Pero, cuando el Tiempo ya no exista ni para los individuos ni para la Humanidad entera, comprenderéis, una y mil veces, que fueron afortunados, benditos en Israel, en la Israel de los tiempos de Cristo, aquellos que, por haber sido exterminados en la infancia, fueron preservados del mayor de los pecados, el de ser cómplices de la muerte del Salvador.
-¡Jesús! -grita María de Alfeo poniéndose en pie, asustada, mirando a su alrededor como si temiera ver salir a los deicidas de detrás de los setos y de los troncos del huerto.
-¡Jesús! -repite mirándolo con pena.
-¿Es que ya no conoces las Escrituras, que tanto te asombras de esto que digo? -le pregunta Jesús.
-Pero… Pero… No es posible… No debes permitirlo… Tu Madre…
-Es Salvadora conmigo, y sabe. Mírala e imítala.
María, en efecto, está austera, regia con su palidez, que es intensa; e inmóvil. Tiene las manos apoyadas en su regazo, apretadas, como en oración; alta la cabeza, la mirada fija en el vacío…
María de Alfeo la mira. Luego se dirige de nuevo a Jesús:
-¡Pero, de todas formas, no debes hablar de este horrendo futuro! Le clavas una espada en el corazón.
-Hace treinta y dos años que está esta espada en su corazón.
-¡Nooo! ¡No es posible! María… siempre tan serena… María…
-Pregúntaselo a Ella, si no crees en lo que digo.
-¡Sí que se lo pregunto! ¿Es verdad, María? ¿Sabes esto?…

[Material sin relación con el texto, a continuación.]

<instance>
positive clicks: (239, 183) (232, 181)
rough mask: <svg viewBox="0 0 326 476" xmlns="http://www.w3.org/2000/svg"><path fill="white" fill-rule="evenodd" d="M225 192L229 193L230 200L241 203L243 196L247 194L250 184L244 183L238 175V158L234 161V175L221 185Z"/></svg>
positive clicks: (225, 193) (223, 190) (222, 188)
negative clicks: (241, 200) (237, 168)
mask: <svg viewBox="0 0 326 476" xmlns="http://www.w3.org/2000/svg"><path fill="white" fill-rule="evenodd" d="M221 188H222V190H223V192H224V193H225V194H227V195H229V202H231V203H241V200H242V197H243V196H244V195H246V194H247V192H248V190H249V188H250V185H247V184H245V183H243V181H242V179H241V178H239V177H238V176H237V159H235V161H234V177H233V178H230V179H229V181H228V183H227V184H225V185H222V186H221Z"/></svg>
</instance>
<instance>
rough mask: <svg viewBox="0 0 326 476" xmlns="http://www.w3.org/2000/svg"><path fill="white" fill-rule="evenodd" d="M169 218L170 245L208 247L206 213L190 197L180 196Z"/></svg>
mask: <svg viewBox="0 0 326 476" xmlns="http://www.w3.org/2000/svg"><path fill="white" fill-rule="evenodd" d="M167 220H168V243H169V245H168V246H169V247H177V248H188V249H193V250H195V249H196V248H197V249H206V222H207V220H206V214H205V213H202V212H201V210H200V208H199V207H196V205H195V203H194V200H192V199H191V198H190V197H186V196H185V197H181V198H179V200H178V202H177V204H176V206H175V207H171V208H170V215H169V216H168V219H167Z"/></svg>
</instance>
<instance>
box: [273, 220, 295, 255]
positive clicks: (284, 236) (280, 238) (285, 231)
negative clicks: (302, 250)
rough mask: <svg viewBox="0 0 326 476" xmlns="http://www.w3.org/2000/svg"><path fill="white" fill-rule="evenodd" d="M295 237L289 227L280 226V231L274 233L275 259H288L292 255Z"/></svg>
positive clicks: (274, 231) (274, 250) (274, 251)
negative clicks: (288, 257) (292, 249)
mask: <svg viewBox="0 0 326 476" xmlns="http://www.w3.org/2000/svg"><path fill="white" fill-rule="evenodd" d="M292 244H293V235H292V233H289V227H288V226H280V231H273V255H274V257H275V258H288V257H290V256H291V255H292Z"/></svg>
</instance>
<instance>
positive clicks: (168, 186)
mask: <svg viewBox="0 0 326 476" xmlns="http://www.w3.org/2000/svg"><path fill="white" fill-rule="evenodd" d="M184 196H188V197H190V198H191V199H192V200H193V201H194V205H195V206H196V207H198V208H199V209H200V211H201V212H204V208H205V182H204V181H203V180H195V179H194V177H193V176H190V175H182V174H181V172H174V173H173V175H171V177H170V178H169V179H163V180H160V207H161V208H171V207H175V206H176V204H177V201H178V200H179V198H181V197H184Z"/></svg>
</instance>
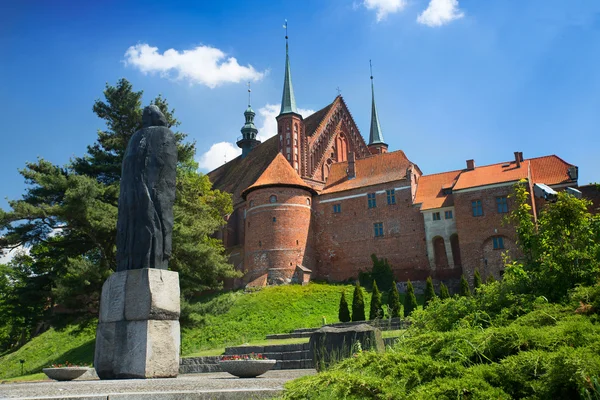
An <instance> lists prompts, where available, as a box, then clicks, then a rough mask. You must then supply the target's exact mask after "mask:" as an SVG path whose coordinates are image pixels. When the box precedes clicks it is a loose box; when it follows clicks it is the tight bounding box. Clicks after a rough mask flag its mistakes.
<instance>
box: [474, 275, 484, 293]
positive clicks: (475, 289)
mask: <svg viewBox="0 0 600 400" xmlns="http://www.w3.org/2000/svg"><path fill="white" fill-rule="evenodd" d="M481 285H482V281H481V275H480V274H479V270H478V269H476V270H475V275H474V276H473V291H474V292H477V289H479V288H480V287H481Z"/></svg>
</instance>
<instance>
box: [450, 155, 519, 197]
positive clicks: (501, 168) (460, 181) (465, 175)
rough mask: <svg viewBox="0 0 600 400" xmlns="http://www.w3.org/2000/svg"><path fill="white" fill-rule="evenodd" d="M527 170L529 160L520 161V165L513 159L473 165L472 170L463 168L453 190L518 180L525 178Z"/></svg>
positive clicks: (515, 180) (476, 186)
mask: <svg viewBox="0 0 600 400" xmlns="http://www.w3.org/2000/svg"><path fill="white" fill-rule="evenodd" d="M528 171H529V160H525V161H523V162H521V166H520V167H517V166H516V164H515V162H514V161H513V162H512V163H508V162H507V163H500V164H492V165H486V166H483V167H475V169H473V170H463V172H462V173H461V174H460V177H459V178H458V181H457V182H456V185H454V188H453V190H460V189H467V188H472V187H477V186H485V185H493V184H495V183H503V182H512V181H518V180H519V179H523V178H527V177H528V176H529V173H528Z"/></svg>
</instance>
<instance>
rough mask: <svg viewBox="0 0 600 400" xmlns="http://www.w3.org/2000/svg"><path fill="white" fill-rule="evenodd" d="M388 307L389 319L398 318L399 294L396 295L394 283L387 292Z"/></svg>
mask: <svg viewBox="0 0 600 400" xmlns="http://www.w3.org/2000/svg"><path fill="white" fill-rule="evenodd" d="M388 307H389V308H390V318H399V317H400V310H401V308H402V305H401V304H400V293H398V287H397V286H396V282H395V281H394V282H393V285H392V287H391V288H390V290H389V292H388Z"/></svg>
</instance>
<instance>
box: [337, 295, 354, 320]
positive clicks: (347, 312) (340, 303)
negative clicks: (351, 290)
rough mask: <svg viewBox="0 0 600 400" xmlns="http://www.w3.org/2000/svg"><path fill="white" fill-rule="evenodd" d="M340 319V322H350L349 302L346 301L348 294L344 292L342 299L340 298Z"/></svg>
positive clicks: (339, 312)
mask: <svg viewBox="0 0 600 400" xmlns="http://www.w3.org/2000/svg"><path fill="white" fill-rule="evenodd" d="M338 318H339V320H340V322H350V319H351V318H350V310H349V309H348V302H347V301H346V292H345V291H344V290H342V297H340V309H339V311H338Z"/></svg>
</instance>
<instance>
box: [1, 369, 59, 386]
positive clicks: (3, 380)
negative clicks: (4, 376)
mask: <svg viewBox="0 0 600 400" xmlns="http://www.w3.org/2000/svg"><path fill="white" fill-rule="evenodd" d="M37 381H51V379H50V378H48V377H47V376H46V374H44V373H43V372H38V373H36V374H31V375H23V376H16V377H14V378H8V379H3V380H1V381H0V384H3V383H18V382H37Z"/></svg>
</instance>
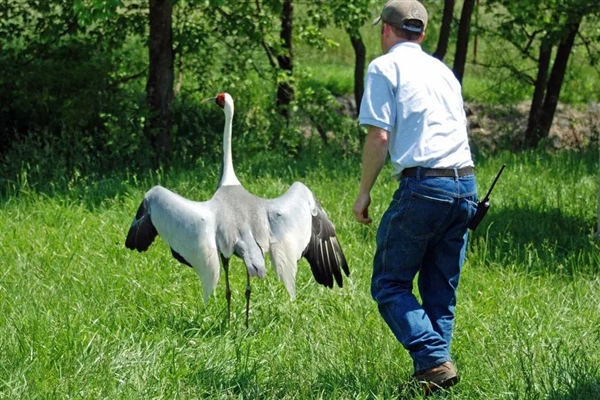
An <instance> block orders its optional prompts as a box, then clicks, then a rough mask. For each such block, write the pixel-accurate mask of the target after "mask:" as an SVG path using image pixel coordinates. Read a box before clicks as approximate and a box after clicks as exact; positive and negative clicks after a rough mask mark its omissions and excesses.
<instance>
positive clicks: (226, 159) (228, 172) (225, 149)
mask: <svg viewBox="0 0 600 400" xmlns="http://www.w3.org/2000/svg"><path fill="white" fill-rule="evenodd" d="M224 112H225V129H224V130H223V170H222V172H221V182H220V183H219V186H234V185H241V184H240V181H239V180H238V178H237V176H235V171H234V170H233V156H232V154H231V125H232V121H233V104H230V103H229V102H227V103H226V104H225V108H224Z"/></svg>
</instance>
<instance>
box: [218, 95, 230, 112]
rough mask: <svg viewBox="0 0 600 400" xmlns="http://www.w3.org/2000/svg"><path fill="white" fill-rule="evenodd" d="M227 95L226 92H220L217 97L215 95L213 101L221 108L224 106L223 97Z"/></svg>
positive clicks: (224, 100)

Y María, con voz blanca pero firme, dice:
-Es verdad. Tenía Él cuarenta días cuando me lo dijo un santo… Pero incluso antes… ¡oh!, cuando el Ángel me dijo que, sin dejar de ser la Virgen, concebiría un Hijo, que por su concepción divina sería llamado Hijo de Dios, lo que realmente es; cuando se me dijo esto, y que en el seno de Isabel estéril estaba formado un fruto por milagro del Eterno, no me fue difícil recordar las palabras de Isaías:
"La Virgen dará a luz un hijo que será llamado Emmanuel"… ¡Todo, todo Isaías! Y donde habla del Precursor… Y donde habla del Varón de dolores, rojo, rojo de sangre, irreconocible… un leproso… por nuestros pecados… La espada está en el corazón desde entonces, y todo ha servido para hincarla más: el cantar de los ángeles y las palabras de Simeón y la venida de los Reyes de Oriente, y todo, todo…
-¿Pero, todo, qué otras cosas, María mía? Jesús triunfa, Jesús hace prodigios, le siguen turbas cada vez más numerosas… ¿No es, acaso, verdad? -dice María de Alfeo.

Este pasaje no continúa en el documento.